Sabe que tienes que ir a la cruz para poder recibir esta promesa; es que si el grano de trigo no cae en tierra y muere no lleva fruto y tú tienes que tomar la decisión de morir a tus deseos y a tu voluntad y entregarle a Jesús tu corazón. Dale a Dios tus fuerzas y entrégale tus preocupaciones. No edifiques para ti muros de defensa porque el Señor es tu Roca y tu fortaleza. Dios se encargará de ti y te bendecirá. Te está hablando alguien que vino por mandato de Dios a Uruguay sin sueldo, sin casa, sin muebles, y como digo siempre, ni siquiera los cubiertos para comer me traje. Dios nos mandó a Uruguay y tuve que aferrarme a sus promesas así que ni siquiera trajimos los cubiertos. Pero nuestra prioridad era predicar el evangelio. Y Dios vio, y bendijo. Esto me marcó mucho en mi vida porque mi pastor en Argentina me dijo: “Te necesito en Uruguay”. ¡Yo no tenía en mis planes Uruguay! Pensé que sería mejor mandarme de misionero a Singapur, a Miami, Italia, etc. ¡Pero me mandó cruzar el charco!
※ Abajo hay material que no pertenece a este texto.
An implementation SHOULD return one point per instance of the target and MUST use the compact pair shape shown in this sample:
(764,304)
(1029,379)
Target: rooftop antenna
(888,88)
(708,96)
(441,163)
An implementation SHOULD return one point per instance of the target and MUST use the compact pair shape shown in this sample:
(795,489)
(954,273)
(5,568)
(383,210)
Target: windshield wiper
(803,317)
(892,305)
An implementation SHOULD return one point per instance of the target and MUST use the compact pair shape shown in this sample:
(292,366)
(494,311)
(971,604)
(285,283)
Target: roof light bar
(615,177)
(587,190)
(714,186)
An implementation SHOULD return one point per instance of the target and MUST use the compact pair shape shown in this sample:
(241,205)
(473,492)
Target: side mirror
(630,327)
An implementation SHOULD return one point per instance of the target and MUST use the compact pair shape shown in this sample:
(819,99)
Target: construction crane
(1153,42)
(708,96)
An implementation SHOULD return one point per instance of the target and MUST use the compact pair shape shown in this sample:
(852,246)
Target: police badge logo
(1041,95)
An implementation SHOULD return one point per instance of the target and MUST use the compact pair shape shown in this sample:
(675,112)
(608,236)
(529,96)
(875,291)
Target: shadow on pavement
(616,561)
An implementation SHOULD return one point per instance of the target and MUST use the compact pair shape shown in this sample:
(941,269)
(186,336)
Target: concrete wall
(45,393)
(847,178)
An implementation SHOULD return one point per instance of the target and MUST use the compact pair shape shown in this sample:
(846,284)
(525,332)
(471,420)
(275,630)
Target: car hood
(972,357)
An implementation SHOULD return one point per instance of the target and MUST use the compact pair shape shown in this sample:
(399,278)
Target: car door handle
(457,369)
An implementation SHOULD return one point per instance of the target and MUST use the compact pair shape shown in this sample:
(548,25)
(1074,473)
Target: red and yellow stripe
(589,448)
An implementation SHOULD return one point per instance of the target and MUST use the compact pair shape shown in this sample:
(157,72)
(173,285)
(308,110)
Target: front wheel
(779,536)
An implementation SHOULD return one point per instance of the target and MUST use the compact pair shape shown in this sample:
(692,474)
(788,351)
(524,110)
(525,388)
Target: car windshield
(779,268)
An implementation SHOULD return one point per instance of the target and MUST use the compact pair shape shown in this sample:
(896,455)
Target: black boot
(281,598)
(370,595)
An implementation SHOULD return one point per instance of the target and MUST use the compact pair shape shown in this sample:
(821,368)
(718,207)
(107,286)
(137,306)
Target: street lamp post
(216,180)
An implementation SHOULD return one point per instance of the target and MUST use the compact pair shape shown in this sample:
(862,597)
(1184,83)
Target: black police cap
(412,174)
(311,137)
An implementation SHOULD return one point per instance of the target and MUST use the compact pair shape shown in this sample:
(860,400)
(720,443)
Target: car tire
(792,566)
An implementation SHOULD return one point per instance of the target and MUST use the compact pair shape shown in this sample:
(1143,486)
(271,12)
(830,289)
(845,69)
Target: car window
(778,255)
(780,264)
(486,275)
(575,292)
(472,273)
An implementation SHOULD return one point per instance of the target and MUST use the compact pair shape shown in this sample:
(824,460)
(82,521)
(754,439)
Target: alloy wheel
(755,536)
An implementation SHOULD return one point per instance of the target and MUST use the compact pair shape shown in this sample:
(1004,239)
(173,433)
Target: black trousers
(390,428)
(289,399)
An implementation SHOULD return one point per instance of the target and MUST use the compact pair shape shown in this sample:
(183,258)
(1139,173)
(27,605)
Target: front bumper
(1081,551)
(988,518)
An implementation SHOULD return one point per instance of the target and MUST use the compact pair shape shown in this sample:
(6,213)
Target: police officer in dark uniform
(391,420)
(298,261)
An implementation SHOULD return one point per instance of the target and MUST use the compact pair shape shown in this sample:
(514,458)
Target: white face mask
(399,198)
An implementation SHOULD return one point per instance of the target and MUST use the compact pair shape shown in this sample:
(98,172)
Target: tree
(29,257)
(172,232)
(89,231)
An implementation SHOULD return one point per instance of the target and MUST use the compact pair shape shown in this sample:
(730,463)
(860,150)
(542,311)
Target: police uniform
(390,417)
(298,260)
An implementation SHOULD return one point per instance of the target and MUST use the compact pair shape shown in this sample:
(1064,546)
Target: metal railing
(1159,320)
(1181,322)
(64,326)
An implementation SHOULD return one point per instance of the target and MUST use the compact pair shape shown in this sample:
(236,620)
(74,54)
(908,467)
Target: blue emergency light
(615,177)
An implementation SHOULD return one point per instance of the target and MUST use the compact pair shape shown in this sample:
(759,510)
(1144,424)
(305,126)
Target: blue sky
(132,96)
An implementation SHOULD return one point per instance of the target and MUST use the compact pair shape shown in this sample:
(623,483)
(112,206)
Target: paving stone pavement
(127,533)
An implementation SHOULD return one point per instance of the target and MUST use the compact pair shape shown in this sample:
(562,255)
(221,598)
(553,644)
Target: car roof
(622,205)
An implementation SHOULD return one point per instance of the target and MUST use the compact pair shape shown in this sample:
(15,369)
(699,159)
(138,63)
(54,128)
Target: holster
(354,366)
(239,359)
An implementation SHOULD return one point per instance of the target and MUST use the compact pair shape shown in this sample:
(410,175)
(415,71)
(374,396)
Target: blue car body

Entonces resignado le pregunté cuándo quería que partiera para Uruguay y me dijo: “Te necesito ayer. Es urgente que te vayas”. Le dije que iba a orar y me respondió. “Ora ligero porque si no tengo que mandar a otro”.

Cuando llegamos a la ciudad de Colonia, mis hijas tenían que continuar el período de clases que ya había comenzado en Argentina, pero fue un cambio rotundo en cuanto a la historia, a los métodos que aquí se utilizaban, tenían que aprenderse el himno uruguayo. Mi esposa y yo sabemos lo que es renunciar a todo. Yo tenía grandes planes ya que sólo en Capital Federal había diez millones de personas y estaba convencido de que Dios me había puesto allí por esa gran cantidad de gente, pero no, me mandó a Colonia con unos veinte mil habitantes. Y nos vinimos con mi esposa y mis dos hijas. Yo sé lo que es dejar padre, madre, familia, tierra. Sé lo que es que te critiquen como han dicho de mí que llegué para formar una iglesia robando ovejas de otras iglesias. ¡Había pastores que oraban para que Dios me sacara de Uruguay!

Yo no te pido que renuncies a todo, “porque tengo la vaca atada”[1], como dice el dicho popular; yo he tenido que renunciar a muchas cosas, pero he visto la bendición de Dios a través de los años en los que le he servido. He entendido que hacer negocios con Dios vale la pena; un negocio en el que yo pierdo todo para que Él me dé todo. Para que yo no tenga nada mío, sino todo de Él. Dios quiere que le des tu corazón, pero de verdad quiere que decidas hoy cambiar tus prioridades. La calidad de vida que llevas tiene que ver con la calidad de decisiones que tomas y cuáles son tus prioridades.

Si has entendido esto y has creído a su palabra, desde este mismo día, antes de que hayas puesto la primera piedra para edificar su iglesia, antes de que hayas comenzado a trabajar, desde este mismo día, el Señor te bendecirá.

Prefiere hoy la bendición de Dios antes que todos tus anhelos si has entendido que tienes que hacer lo que a Dios le gusta y no seguir tras tus deseos. Si has entendido que tienes que pagar el precio que Dios te demanda por alcanzar su bendición y la bendición no es lo que tú quieres o te gusta, porque bendición es lo que el Señor te quiere dar, haz una oración a Dios y dile: “Señor, hoy renuncio a mis prioridades para que sean establecidas en mi las tuyas. Yo voy a edificar tu templo. Sopla sobre mi tu Espíritu Santo, en el nombre de Jesús, amén”.

 

 

 

 

 

[1]tener la vaca atada“. Hace alusión al hecho de tener una posición económica asegurada. Por ejemplo, si alguien nace en el seno de una familia muy adinerada, alguien podría decir respecto a esa persona que “la tiene atada” (a la vaca), es decir tiene asegurada su situación económica de por vida, nunca va a necesitar trabajar.